Choosing a Random Number Generator

Method Use Case Pros Cons
Mersenne Twister General purpose Fast, long period Clusters in high dimensions
Sobol Integration, optimization Low discrepancy, deterministic Not random, dimension limit
Latin Hypercube Small sample studies Stratified, efficient Requires planning

Decision Guide

Use Mersenne Twister when:

  • Need standard random numbers
  • Simulating stochastic processes
  • Large sample sizes available
  • Distribution sampling

Use Sobol when:

  • Numerical integration
  • Parameter space exploration
  • Deterministic sequence needed
  • Integration convergence critical

Use Latin Hypercube when:

  • Limited computational budget
  • Sensitivity analysis
  • Need efficient stratification
  • Small to medium samples (10-1000)

Reproducibility

Setting Seeds

using Numerics.Sampling;

// Pseudo-random - use same seed for reproducibility
var rng1 = new MersenneTwister(12345);
var rng2 = new MersenneTwister(12345);

// Generate same sequence
for (int i = 0; i < 5; i++)
{
    double r1 = rng1.NextDouble();
    double r2 = rng2.NextDouble();
    Console.WriteLine($"RNG1: {r1:F6}, RNG2: {r2:F6}, Same: {r1 == r2}");
}

// Quasi-random - deterministic by design
var sobol1 = new SobolSequence(2);
var sobol2 = new SobolSequence(2);

for (int i = 0; i < 3; i++)
{
    var point1 = sobol1.NextDouble();
    var point2 = sobol2.NextDouble();
    Console.WriteLine($"Sobol sequences identical: {point1[0] == point2[0] && point1[1] == point2[1]}");
}

Best Practices

  1. Always set seeds for reproducible research
  2. Document RNG choices in methods section
  3. Use appropriate method for application
  4. Check sample size requirements
  5. Validate distributions with statistical tests
  6. Consider quasi-random for integration
  7. Use LHS for expensive models

Performance Considerations

  • Mersenne Twister: Very fast, suitable for large samples
  • Sobol: Slightly slower, excellent for moderate samples
  • Latin Hypercube: Overhead for stratification, best for small samples

References

[1] Matsumoto, M., & Nishimura, T. (1998).
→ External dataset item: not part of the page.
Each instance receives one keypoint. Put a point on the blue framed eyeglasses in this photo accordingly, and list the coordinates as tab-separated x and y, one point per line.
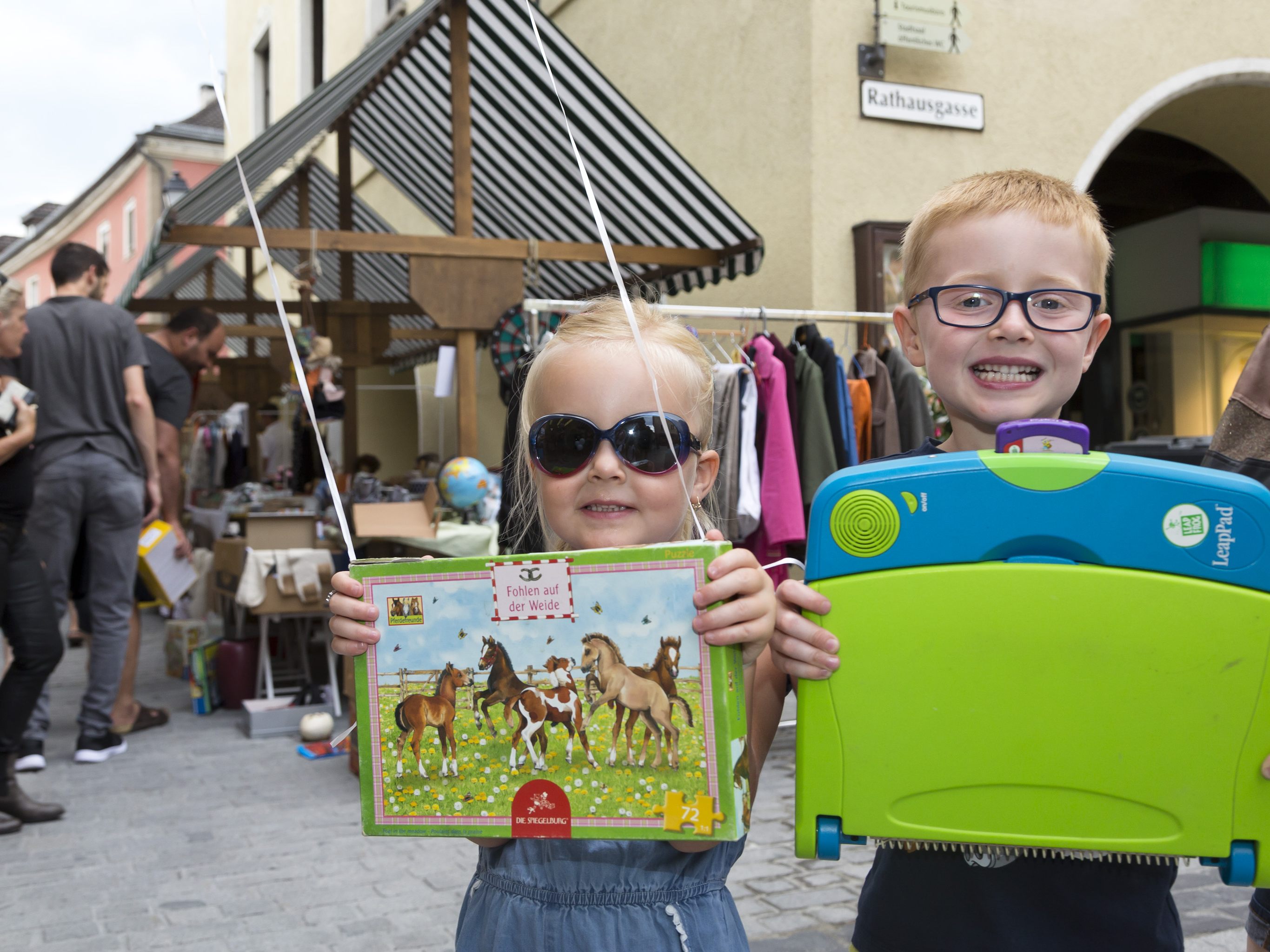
562	443
1060	310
Mersenne twister: a 623-dimensionally equidistributed uniform pseudo-random number generator. ACM Transactions on Modeling and Computer Simulation, 8(1), 3-30.
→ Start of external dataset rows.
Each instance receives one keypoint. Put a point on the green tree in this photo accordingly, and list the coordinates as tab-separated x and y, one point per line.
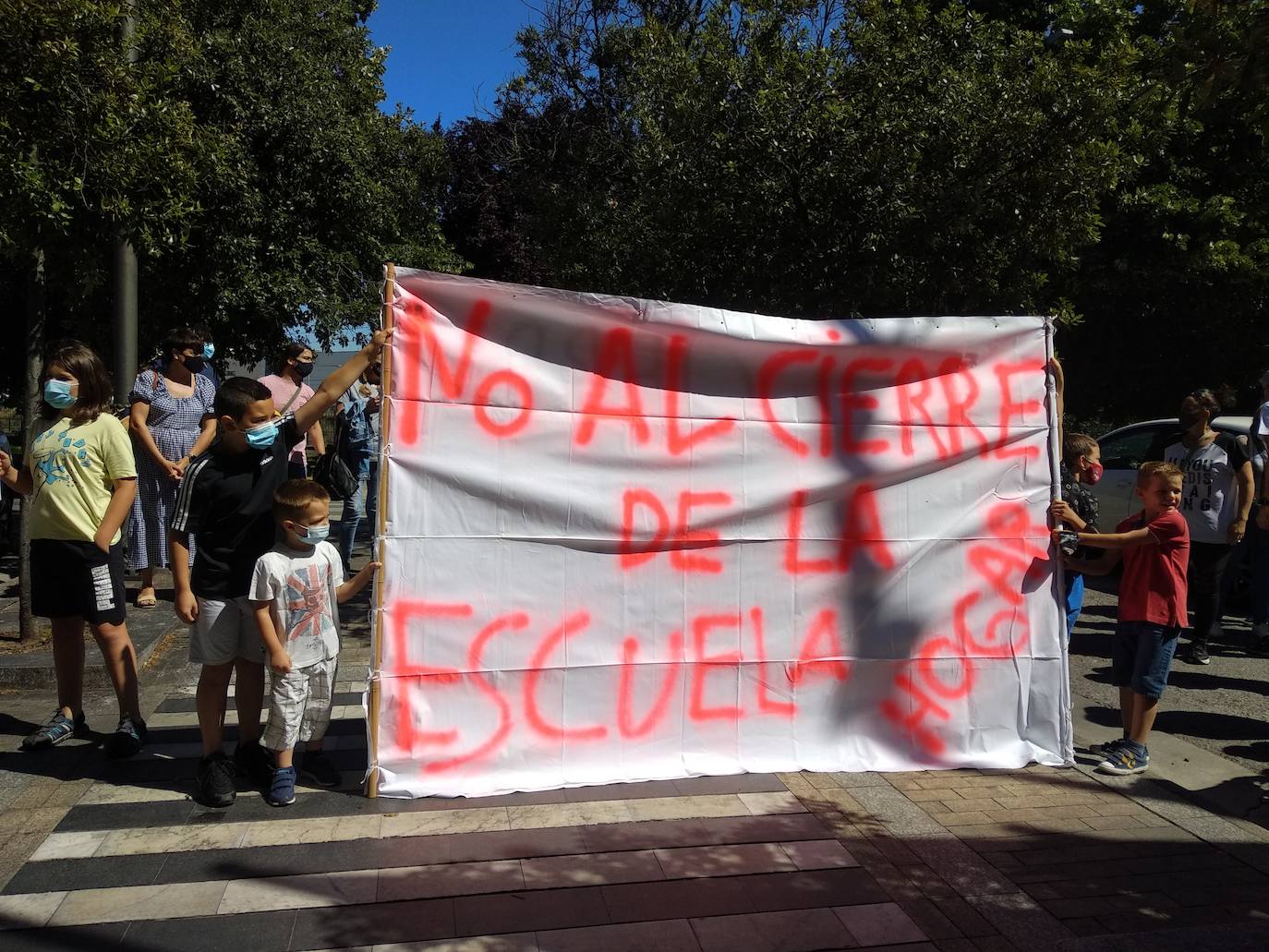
244	152
1102	160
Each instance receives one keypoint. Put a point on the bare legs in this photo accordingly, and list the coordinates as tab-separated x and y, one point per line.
117	651
1137	714
1143	710
148	585
213	686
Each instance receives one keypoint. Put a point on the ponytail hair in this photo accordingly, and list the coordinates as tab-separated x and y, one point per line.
79	359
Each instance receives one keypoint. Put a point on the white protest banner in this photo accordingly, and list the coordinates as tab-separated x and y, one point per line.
628	539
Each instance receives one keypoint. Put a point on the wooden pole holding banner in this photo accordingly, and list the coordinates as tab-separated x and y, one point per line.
372	787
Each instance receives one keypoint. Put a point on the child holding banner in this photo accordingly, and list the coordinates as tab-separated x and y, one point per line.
295	590
226	498
1155	549
1078	508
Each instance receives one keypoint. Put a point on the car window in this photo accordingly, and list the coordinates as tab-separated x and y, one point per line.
1127	450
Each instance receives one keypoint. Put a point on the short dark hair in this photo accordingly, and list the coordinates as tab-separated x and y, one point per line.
291	352
294	497
75	356
180	338
1155	467
1076	444
236	395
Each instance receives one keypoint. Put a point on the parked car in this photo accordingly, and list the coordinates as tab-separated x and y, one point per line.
1123	451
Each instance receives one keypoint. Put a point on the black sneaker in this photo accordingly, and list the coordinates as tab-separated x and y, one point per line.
127	738
216	781
1198	653
318	768
58	729
254	763
1108	748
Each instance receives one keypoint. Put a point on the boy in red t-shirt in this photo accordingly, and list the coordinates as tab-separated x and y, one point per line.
1155	549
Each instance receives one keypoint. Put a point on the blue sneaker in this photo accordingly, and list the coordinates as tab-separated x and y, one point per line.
282	791
57	730
1126	759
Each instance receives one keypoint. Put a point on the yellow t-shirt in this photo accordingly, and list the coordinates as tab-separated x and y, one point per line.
74	471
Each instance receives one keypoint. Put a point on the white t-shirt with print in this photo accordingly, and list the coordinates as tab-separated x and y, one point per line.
301	584
1210	494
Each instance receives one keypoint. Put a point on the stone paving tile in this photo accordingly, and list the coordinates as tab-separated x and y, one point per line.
800	931
511	942
739	860
964	917
593	870
879	923
1020	918
665	935
930	919
818	854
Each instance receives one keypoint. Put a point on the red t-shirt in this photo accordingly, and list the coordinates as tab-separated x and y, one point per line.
1153	588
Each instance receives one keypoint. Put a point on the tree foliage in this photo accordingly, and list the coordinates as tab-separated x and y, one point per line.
1093	159
244	154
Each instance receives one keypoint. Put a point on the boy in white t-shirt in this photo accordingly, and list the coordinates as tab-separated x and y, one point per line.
295	590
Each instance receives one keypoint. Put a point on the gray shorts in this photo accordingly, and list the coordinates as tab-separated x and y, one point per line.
224	631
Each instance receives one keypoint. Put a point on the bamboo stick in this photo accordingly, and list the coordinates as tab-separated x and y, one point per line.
381	544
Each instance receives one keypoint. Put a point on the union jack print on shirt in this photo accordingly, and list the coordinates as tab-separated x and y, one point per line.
308	602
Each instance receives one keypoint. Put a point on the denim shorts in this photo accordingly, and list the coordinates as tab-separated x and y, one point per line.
1141	657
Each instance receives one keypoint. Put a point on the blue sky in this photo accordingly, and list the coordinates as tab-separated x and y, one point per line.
448	56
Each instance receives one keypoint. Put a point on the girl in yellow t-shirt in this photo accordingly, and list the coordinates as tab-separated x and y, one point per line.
80	478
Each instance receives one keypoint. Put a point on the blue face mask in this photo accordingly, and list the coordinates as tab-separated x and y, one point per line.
312	535
57	393
261	437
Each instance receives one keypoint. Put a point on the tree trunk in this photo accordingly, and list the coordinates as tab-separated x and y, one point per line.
34	355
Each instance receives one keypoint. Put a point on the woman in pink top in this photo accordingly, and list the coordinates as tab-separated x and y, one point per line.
291	392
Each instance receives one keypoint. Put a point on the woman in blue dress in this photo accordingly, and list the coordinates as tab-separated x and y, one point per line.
172	422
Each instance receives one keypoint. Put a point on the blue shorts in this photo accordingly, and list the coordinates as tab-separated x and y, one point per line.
1141	657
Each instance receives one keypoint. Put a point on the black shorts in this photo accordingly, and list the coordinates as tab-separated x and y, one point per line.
71	578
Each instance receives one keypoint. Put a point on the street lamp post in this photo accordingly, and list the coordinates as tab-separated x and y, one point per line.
126	265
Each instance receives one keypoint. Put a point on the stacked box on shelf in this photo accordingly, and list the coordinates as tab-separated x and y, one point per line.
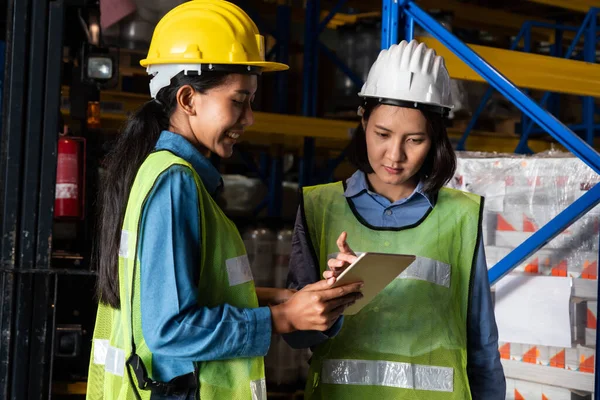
522	194
523	390
591	323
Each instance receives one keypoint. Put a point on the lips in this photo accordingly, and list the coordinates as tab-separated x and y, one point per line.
393	171
233	135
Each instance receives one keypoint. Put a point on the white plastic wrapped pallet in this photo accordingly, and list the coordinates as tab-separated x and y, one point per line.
522	193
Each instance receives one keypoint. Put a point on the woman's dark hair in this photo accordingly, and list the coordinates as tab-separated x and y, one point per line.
440	164
134	144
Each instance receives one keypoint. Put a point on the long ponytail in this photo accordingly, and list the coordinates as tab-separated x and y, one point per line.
131	148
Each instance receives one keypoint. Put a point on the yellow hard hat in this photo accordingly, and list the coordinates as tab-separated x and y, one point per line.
208	32
203	35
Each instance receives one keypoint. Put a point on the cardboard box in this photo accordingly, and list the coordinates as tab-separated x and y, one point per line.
528	390
591	323
557	357
572	359
555	393
516	352
586	359
510	389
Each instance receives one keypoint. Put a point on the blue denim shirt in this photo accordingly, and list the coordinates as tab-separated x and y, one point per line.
177	330
486	376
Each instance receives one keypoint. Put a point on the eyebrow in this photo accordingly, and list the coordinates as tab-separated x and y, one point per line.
383	128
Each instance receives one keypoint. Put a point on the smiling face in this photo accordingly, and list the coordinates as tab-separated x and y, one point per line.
398	143
216	119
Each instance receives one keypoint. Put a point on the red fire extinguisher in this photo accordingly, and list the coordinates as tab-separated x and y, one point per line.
69	199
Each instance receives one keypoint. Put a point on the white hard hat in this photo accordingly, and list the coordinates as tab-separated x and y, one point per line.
409	75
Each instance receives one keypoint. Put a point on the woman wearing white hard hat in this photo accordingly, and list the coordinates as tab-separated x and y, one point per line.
432	333
178	315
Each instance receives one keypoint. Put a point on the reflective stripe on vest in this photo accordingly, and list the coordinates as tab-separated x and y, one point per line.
427	269
416	328
387	373
259	389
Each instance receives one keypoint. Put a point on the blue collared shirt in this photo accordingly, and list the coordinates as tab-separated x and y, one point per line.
486	376
177	330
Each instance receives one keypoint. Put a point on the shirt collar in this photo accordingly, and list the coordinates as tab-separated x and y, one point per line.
178	145
357	184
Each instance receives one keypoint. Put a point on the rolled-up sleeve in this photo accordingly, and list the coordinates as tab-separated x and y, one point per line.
173	324
303	271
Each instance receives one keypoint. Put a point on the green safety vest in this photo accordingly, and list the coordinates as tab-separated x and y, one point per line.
225	277
410	341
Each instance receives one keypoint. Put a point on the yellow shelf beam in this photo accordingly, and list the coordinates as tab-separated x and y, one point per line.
289	131
527	70
476	17
574	5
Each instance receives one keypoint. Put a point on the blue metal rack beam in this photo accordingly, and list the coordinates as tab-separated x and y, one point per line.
547	121
546	233
543	118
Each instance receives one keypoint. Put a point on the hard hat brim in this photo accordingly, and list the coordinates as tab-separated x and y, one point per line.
419	105
265	66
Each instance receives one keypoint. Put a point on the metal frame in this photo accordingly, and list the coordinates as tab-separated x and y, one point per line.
588	27
538	115
28	160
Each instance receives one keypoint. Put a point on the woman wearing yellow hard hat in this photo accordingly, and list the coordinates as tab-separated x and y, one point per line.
431	333
178	315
[2] Sobol, I. M. (1967). On the distribution of points in a cube and the approximate evaluation of integrals. USSR Computational Mathematics and Mathematical Physics, 7(4), 86-112.

[3] McKay, M. D., Beckman, R. J., & Conover, W. J. (1979). A comparison of three methods for selecting values of input variables in the analysis of output from a computer code. Technometrics, 21(2), 239-245.